Clients may request a lock timeout period that is appropriate to the
use case. When the user explicitly decides to reserve a resource and
prevent other changes, a long timeout might be appropriate, but in
cases when the client automatically decides to lock the resource the
timeout should be short (and the client can always refresh the lock
should it need to). A short lock timeout means that if the client is
unable to remove the lock, the other address book users aren't
prevented from making changes.
7.3. Finding address books
Much of the time an address book client (or agent) will discover a
new address book's location by being provided directly with the URL.
E.g. a user will type his or her own address book location into
client configuration information, or cut and paste a URL from email
into the address book application. The client need only confirm that
the URL points to a resource which is an address book. The client
may also be able to browse WebDAV collections to find address book
collections.
The choice of HTTP URLs means that vCard object resources are
backward compatible with existing software, but does have the
disadvantage that existing software does not usually know to look at
the OPTIONS response to that URL to determine what can be done with
it. This is somewhat of a barrier for WebDAV usage as well as with
CardDAV usage. This specification does not offer a way through this
other than making the information available in the OPTIONS response
should this be requested.
For address book sharing use cases, one might wish to find the
address book belonging to another user. If the other user has an
address book in the same repository, that address book can be found
by using the principal namespace required by WebDAV ACL support.
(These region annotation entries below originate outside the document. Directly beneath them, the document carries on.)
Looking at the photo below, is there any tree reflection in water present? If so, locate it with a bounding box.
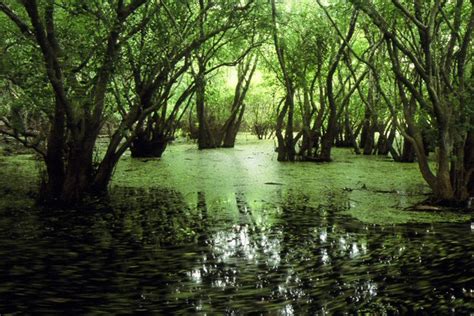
[0,189,474,315]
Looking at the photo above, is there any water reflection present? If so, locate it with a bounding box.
[0,189,474,315]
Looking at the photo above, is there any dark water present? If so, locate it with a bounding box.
[0,189,474,315]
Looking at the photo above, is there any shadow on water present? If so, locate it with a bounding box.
[0,187,474,315]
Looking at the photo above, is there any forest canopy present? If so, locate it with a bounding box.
[0,0,474,204]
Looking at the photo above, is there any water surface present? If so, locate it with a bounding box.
[0,143,474,315]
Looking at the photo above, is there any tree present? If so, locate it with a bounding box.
[351,0,474,201]
[0,0,146,203]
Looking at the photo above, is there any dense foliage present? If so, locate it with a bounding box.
[0,0,474,203]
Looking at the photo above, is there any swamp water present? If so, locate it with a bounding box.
[0,142,474,315]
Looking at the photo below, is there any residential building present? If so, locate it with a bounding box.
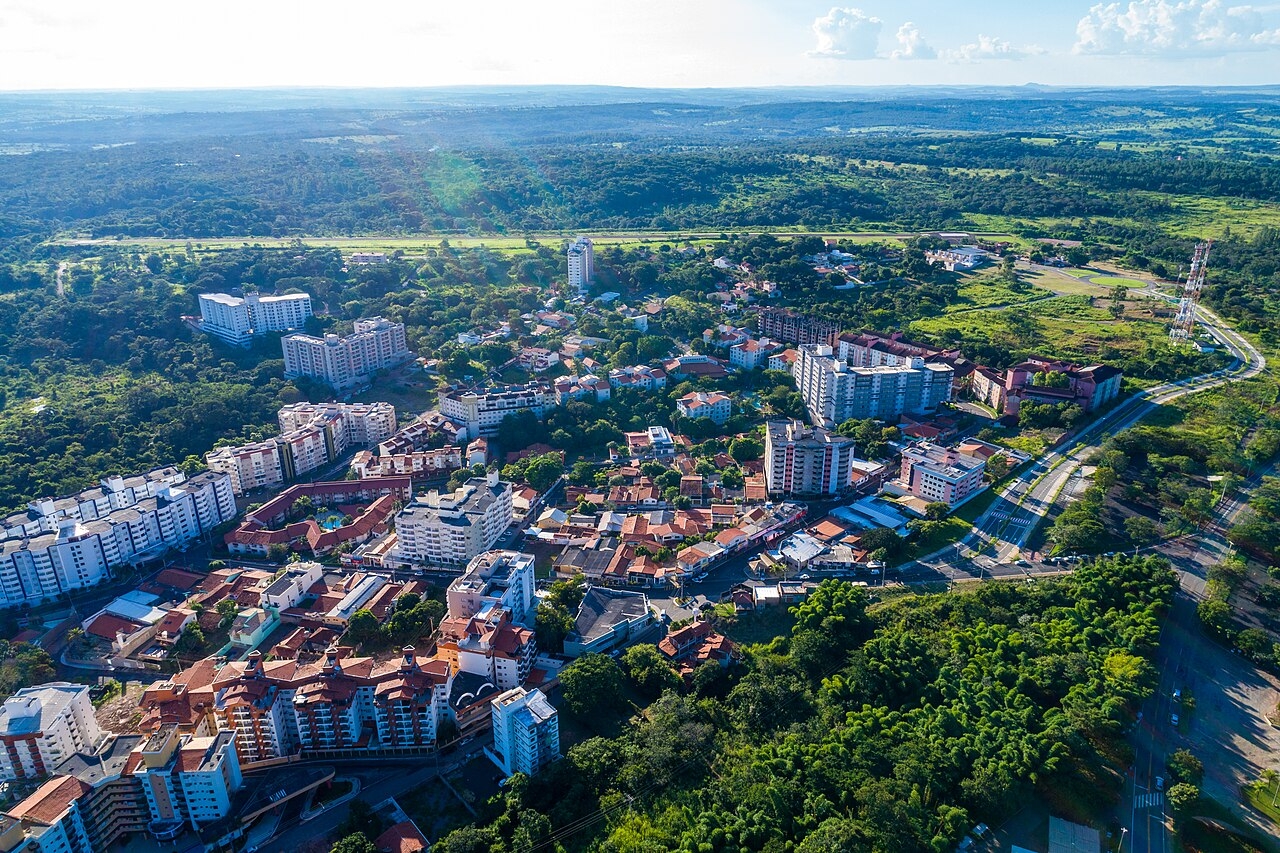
[764,420,854,497]
[758,307,840,346]
[489,686,559,776]
[568,237,595,293]
[440,384,556,441]
[728,338,782,370]
[394,471,513,569]
[205,402,396,494]
[795,345,955,429]
[0,467,236,607]
[924,246,988,273]
[969,359,1124,415]
[899,442,987,507]
[676,391,733,424]
[200,292,311,347]
[447,551,534,625]
[280,316,412,391]
[564,585,654,657]
[609,364,667,391]
[0,681,104,779]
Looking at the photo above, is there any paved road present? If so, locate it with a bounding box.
[904,294,1267,580]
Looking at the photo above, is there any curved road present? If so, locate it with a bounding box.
[902,288,1267,581]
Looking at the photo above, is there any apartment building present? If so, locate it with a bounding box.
[795,345,955,429]
[897,442,987,507]
[0,681,105,779]
[676,391,733,424]
[393,471,513,569]
[205,402,396,494]
[489,688,559,776]
[440,384,556,441]
[280,316,412,391]
[969,359,1124,415]
[756,307,840,346]
[200,292,311,347]
[211,646,456,763]
[0,467,236,607]
[764,420,854,497]
[567,237,595,293]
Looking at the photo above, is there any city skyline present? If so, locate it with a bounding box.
[0,0,1280,91]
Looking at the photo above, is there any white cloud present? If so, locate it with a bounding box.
[1075,0,1280,56]
[809,6,883,59]
[890,20,938,59]
[946,35,1044,63]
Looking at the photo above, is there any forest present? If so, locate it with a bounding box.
[386,557,1175,853]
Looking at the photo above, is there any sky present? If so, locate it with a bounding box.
[0,0,1280,91]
Daboo Expires April 19, 2006 [Page 30]
Internet-Draft vCard Extensions to WebDAV (CardDAV) October 2005
8. XML Element Definitions
8.1. CARDDAV:adbk-query XML Element
Name: adbk-query
Namespace: urn:ietf:params:xml:ns:carddav
Purpose: Defines a report for querying address book data
Description: See Section 6.3.
8.2. CARDDAV:adbk-data XML Element
Name: adbk-data
Namespace: urn:ietf:params:xml:ns:carddav
Purpose: Used to define which parts of a vCard object should be
returned by the report that uses this element.
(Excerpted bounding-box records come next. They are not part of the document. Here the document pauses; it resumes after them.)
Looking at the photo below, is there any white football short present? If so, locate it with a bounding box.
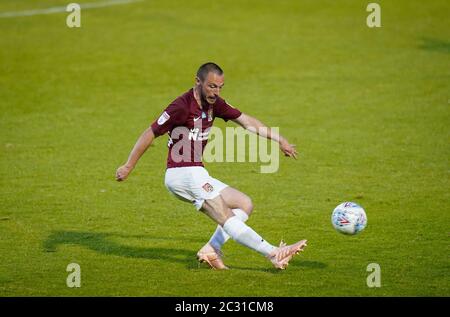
[164,166,228,210]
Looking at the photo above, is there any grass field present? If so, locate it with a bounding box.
[0,0,450,296]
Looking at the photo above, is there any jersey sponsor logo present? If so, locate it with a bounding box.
[202,183,214,193]
[158,111,170,125]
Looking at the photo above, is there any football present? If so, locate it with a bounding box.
[331,202,367,235]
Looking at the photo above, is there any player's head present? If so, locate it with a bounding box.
[195,63,224,104]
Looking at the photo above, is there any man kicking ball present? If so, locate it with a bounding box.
[116,63,306,270]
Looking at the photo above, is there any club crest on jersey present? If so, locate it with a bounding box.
[158,111,170,125]
[202,183,214,193]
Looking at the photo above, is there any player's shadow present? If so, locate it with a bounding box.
[43,231,197,266]
[43,231,326,274]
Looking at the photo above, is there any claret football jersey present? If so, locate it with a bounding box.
[151,88,241,168]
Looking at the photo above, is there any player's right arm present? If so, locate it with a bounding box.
[116,97,189,182]
[116,127,155,182]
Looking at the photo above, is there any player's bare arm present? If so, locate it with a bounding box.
[233,113,298,159]
[116,127,155,182]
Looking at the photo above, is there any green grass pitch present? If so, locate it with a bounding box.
[0,0,450,296]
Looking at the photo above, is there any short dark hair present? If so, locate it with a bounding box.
[197,62,223,81]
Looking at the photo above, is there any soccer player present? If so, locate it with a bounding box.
[116,63,306,269]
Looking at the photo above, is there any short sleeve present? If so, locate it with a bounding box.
[214,99,242,121]
[151,98,189,136]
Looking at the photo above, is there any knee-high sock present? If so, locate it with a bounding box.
[223,216,275,256]
[209,208,248,250]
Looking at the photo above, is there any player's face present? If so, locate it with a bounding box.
[198,72,224,105]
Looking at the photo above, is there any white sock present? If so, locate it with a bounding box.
[209,208,248,250]
[223,216,275,256]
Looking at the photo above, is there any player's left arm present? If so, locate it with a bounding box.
[233,113,298,159]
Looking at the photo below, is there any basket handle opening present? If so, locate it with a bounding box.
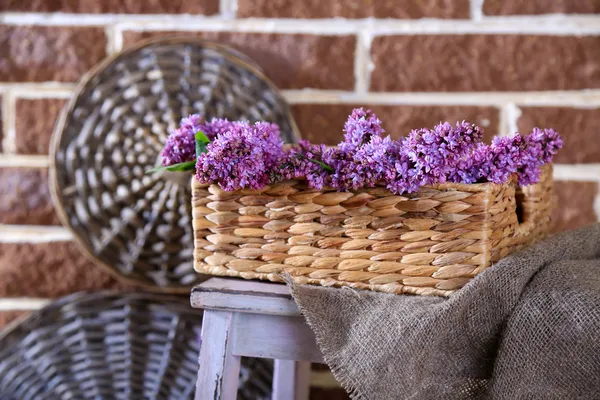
[515,188,536,237]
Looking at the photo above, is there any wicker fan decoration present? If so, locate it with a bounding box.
[0,292,273,400]
[51,38,297,292]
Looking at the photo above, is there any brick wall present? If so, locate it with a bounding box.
[0,0,600,396]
Description: When used in a request, the CARDDAV:adbk-data element
specifies the vCard properties to be returned in the vCard objects
part of the response. If this element doesn't contain any
CARDDAV:comp element, vCard objects will be returned with all
their properties.
Value: When used inside a response, the CARDDAV:adbk-data element
contains a vCard object that matched the search filter specified
in the request.
8.2.1. CARDDAV:comp XML Element
Name: comp
Namespace: urn:ietf:params:xml:ns:carddav
Purpose: Defines which component types to return
Description: The name value is a the vCard component name (i.e.,
"VCARD") and is optional
NOTE: The CARDDAV:prop and CARDDAV:allprop elements used here have
the same name as elements defined in WebDAV. However, the elements
used here have the "urn:ietf:params:xml:ns:carddav" namespace, as
opposed to the "DAV:" namespace used for elements defined in WebDAV.
Daboo Expires April 19, 2006 [Page 31]
Internet-Draft vCard Extensions to WebDAV (CardDAV) October 2005
8.2.2. CARDDAV:allcomp XML Element
Name: allcomp
Namespace: urn:ietf:params:xml:ns:carddav
Purpose: Specifies that all components shall be returned
Description: This element can be used when the client wants all types
of components returned by a report. Note that since vCard objects
currentgly have only one type of component, this element would not
normally be used, but is provided for possible extensions and
compatability with CalDAV.
8.2.3. CARDDAV:allprop XML Element
Name: allprop
Namespace: urn:ietf:params:xml:ns:carddav
Purpose: Specifies that all properties shall be returned.
Description: This element can be used when the client wants all
properties of components returned by a report.
NOTE: The CARDDAV:allprop element defined here has the same name as
the DAV:allprop element defined in WebDAV. However, the CARDDAV:
allprop element defined here uses the
"urn:ietf:params:xml:ns:carddav" namespace, as opposed to the "DAV:"
namespace used for the DAV:allprop element defined in WebDAV.
8.2.4. CARDDAV:prop XML Element
Name: prop
Namespace: urn:ietf:params:xml:ns:carddav
Purpose: Defines which properties to return in the response.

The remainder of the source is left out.